Los fusilamientos de la posguerra: verdad, contexto y manipulación
Pocas cuestiones generan más polémica y más tergiversación que los fusilamientos ocurridos tras la Guerra Civil española. Convertidos en bandera de una izquierda empeñada en reescribir la historia a su conveniencia, estos episodios han sido utilizados durante décadas como arma arrojadiza contra el régimen de Franco, con el objetivo de deslegitimar su origen, su legalidad y su legado. Pero, como en toda etapa convulsa de la historia, conviene apartarse de la propaganda y mirar los hechos con perspectiva, contexto y, sobre todo, justicia.

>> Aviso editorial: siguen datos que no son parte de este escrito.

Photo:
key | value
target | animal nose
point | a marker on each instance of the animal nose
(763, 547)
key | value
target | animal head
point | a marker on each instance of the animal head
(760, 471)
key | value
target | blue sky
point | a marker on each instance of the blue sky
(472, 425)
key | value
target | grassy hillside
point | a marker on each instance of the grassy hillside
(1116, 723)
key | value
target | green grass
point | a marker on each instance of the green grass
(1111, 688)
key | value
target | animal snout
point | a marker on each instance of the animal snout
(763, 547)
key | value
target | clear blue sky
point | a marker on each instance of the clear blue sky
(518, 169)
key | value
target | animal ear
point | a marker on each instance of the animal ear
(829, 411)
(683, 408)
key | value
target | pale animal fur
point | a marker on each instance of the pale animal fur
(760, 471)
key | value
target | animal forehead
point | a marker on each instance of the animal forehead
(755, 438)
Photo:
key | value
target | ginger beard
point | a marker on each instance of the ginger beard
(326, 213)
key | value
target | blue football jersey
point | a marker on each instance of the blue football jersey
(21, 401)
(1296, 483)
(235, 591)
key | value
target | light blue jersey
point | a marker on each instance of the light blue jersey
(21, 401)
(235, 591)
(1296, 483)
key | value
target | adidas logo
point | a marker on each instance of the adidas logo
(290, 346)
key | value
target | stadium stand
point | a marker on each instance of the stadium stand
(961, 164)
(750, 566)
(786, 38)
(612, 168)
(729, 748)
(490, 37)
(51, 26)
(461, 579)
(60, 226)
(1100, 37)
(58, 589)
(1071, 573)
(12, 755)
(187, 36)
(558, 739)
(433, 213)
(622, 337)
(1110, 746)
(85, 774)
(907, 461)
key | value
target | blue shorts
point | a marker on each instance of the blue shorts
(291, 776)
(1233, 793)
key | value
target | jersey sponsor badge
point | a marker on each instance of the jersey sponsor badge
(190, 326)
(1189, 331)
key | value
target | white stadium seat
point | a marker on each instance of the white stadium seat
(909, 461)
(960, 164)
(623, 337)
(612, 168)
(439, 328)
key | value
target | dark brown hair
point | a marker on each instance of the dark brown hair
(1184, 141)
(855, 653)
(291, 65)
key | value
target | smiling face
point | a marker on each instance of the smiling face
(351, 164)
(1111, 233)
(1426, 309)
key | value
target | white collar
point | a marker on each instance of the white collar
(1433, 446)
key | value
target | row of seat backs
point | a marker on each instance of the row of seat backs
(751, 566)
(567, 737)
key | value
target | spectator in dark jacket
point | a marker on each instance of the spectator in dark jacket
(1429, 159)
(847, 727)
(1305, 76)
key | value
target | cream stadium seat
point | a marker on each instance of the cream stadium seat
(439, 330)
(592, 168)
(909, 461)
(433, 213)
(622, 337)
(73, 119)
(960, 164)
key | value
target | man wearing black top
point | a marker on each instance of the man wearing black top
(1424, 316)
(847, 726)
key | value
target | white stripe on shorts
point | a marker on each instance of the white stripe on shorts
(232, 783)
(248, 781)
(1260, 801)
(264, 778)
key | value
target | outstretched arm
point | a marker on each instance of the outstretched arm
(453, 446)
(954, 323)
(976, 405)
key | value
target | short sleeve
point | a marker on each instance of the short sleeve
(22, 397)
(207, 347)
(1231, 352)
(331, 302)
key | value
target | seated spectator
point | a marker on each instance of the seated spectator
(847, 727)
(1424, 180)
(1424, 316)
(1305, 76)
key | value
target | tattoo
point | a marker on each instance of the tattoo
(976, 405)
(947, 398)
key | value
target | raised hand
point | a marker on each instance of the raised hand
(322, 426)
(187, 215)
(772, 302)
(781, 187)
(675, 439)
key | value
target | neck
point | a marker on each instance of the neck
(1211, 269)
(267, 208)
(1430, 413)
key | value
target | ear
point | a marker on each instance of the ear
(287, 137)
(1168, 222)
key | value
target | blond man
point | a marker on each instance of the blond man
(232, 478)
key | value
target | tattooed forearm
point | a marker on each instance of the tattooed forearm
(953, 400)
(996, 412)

El final de la Guerra Civil en 1939 no fue el inicio de una paz convencional, sino de una posguerra marcada por una realidad insoslayable: el país estaba devastado, la nación dividida, y miles de crímenes de sangre cometidos por el bando republicano seguían sin juicio ni castigo. España no vivía una transición de alternancia democrática, sino la victoria de un Estado que, como en cualquier conflicto armado, debía restablecer el orden, depurar responsabilidades y juzgar a quienes habían participado activamente en delitos contra la vida, la propiedad y la unidad nacional.
Los fusilamientos de la posguerra no fueron fruto del capricho ni de la venganza. Fueron la consecuencia directa de procesos judiciales, con sus luces y sombras, como en toda justicia de guerra, en los que se juzgó a responsables de checas, asesinatos masivos, destrucción de templos, torturas, violaciones y traición. La represión no se cebó con los inocentes, como tantas veces se quiere hacer creer, sino que tuvo como objetivo castigar hechos gravísimos cometidos durante el caos del Frente Popular, cuyas víctimas (curas, campesinos, militares, monjas, empresarios, obreros) habían sido brutalmente eliminadas por el simple hecho de creer en Dios o de no comulgar con el marxismo.
¿Se cometieron excesos? Sin duda. Como en toda guerra civil, donde el odio y la fractura son profundos. Pero lo que no puede aceptarse es la visión maniquea que retrata a un bando como verdugo y al otro como mártir. Más aún cuando los mismos que hoy condenan los fusilamientos de Franco se niegan a condenar, o incluso reivindican, la violencia revolucionaria que los precedió. No hay mayor hipocresía que exigir memoria solo para los caídos de un lado, mientras se niega el nombre, la fosa y el perdón a las víctimas del otro.
Durante años, la izquierda ha construido una mitología de la represión franquista para alimentar el victimismo, justificar su fracaso político y mantener viva una supuesta deuda histórica que solo sirve para dividir a los españoles. No buscan justicia, buscan revancha. Y en ese afán, los fusilados se convierten en herramientas, no en personas. En eslóganes, no en biografías reales.
El régimen de Franco no nació de un golpe al vacío, sino de una contienda brutal que respondió al colapso de un Estado dominado por el caos, la violencia y la anarquía. Y como toda victoria en un conflicto de esas características, supuso la imposición de un nuevo orden. Un orden que, guste más o menos, devolvió a España la estabilidad, reconstruyó el país y puso fin a años de violencia fratricida. Es ese contexto el que la historia tiene el deber de comprender. Y es esa memoria completa sin ocultamientos, sin exageraciones, sin manipulación ideológica la que España se merece.
Los fusilamientos de la posguerra no deben celebrarse, pero tampoco deben convertirse en piedra arrojadiza. Fueron el reflejo duro de una España que sangraba y que, con todas sus contradicciones, logró sobrevivir. Lo que no puede sobrevivir es una historia amputada, dictada desde el odio, que solo busca reabrir heridas que hace tiempo deberían estar cerradas.